Выбрать главу

«Боже мой, скажи кому — не поверят, — думала Катя, уходя от лесочка. — Да и как верить? Мыслимо ли, прямо на ухо прокуковала. Чего еще! Это уж совсем в руку. К добру, дай бог. Но сколько же ждать-то?»

Воздух над поскотиной наплывал волнами, то прохладный, то теплый, но и теплый обдувал и свежил. Катя поднимала для него подол платья с колен, и чем ближе подходила к деревне, тем меньше чувствовала усталость. Над головой и окрест — широкий и размывчивый простор, и легко дышалось им.

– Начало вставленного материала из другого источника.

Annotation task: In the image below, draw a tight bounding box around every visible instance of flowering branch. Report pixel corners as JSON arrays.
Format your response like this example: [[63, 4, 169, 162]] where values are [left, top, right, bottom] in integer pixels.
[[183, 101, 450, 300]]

По сторонам от дорожки паслись телята. Ранние, нынешнего приплода, совсем худые и плоские с боков, кормились без прилежания, потому что не знали еще вкуса свежей травы, подолгу глазели на Катю и даже готовы были подойти к ней, а постарше — те не отрывались от полянки или совсем по-взрослому лежали, занятые жвачкой и не поворачивая головы. Рядом с телятами ходили тонконогие затяжелевшие овечки, которых берегли хозяйки и не пускали в стадо. Были и с ягнятами, понурые, отощавшие, но спокойные, в муках постигшие материнскую долю. Один белоголовый ушастый ягненок лежал прямо на дорожке и приготовился вскочить, но Катя обошла его стороной, и он, проводив ее лениво-недоверчивым глазом, вальнулся на траву, откинув голову, как делают уставшие до смерти.

На взгорке, откуда видна вся деревня Боровая с домами, огородами и банями, мужик, по прозвищу Кострома, в мягкой лесниковой фуражке, навязывал на крепкий кол толстоногого бычка. Красный лобастый двухлеток возбужденно раздувал ноздри и пробовал привязку на шее, поматывал башкой, похожей на увесистый колун.

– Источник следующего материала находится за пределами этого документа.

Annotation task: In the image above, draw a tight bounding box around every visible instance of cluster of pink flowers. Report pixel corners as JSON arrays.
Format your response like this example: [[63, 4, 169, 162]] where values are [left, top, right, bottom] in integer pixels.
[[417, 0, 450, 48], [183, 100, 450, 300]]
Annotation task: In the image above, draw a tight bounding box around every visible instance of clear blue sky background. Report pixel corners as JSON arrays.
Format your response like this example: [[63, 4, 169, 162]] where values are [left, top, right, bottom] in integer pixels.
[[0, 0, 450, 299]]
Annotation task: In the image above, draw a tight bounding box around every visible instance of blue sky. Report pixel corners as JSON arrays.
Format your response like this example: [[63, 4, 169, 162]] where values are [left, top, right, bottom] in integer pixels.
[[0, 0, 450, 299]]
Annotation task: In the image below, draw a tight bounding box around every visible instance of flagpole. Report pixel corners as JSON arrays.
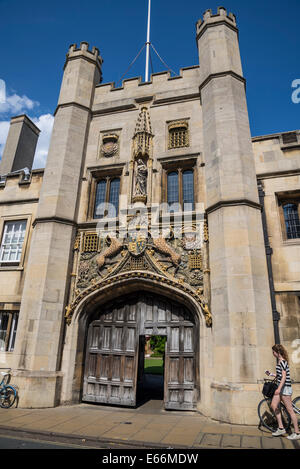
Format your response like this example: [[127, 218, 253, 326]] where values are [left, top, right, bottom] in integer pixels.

— Чистый бес, — сказал Кострома, обращаясь к проходившей Кате, и сердито выплюнул окурок в сторону бычка. — Пастух отказал от стада — всех коров исшпынял, бес. У тестя был такой-то — пришлось завалить. А что делать? Уу, окаянный, — Кострома погрозился топором и для крепости еще два раза пластью его ударил по колу. Потом крикнул уже вслед Кате: — Торговать-то сегодня думаешь ли?

Катя не ответила, потому что не знала, будет ли она сегодня открывать магазин, а Кострома объяснил себе:

— Упеткалась девка. Что-то взялась пешком по жаре. А жарынь вовсе и не к чему. С этим и помешкать бы… Уу, бес, — еще раз обругал Кострома своего бычка и пошел домой, уложив топор на сгиб руки.

За огородом усадьбы Костромы ребятишки пинали футбол. Все без рубах, белотелые после зимы, с острыми локтями, ругались почти мужицкими словами и свистали. У ближних к тропе ворот на куче сваленной одежды сидела девочка лет шести с прибранной белокурой головкой. Катя поставила возле нее сумку и глубоко вздохнула, обдула грудь, осадила платье.

— Костик вона, — обрадовалась девочка, но Катя не обратила внимания на ее слова, и девочка повторила с той же радостью, усиленно морщаясь на Катю и махая рукой: — Вона Костик наш.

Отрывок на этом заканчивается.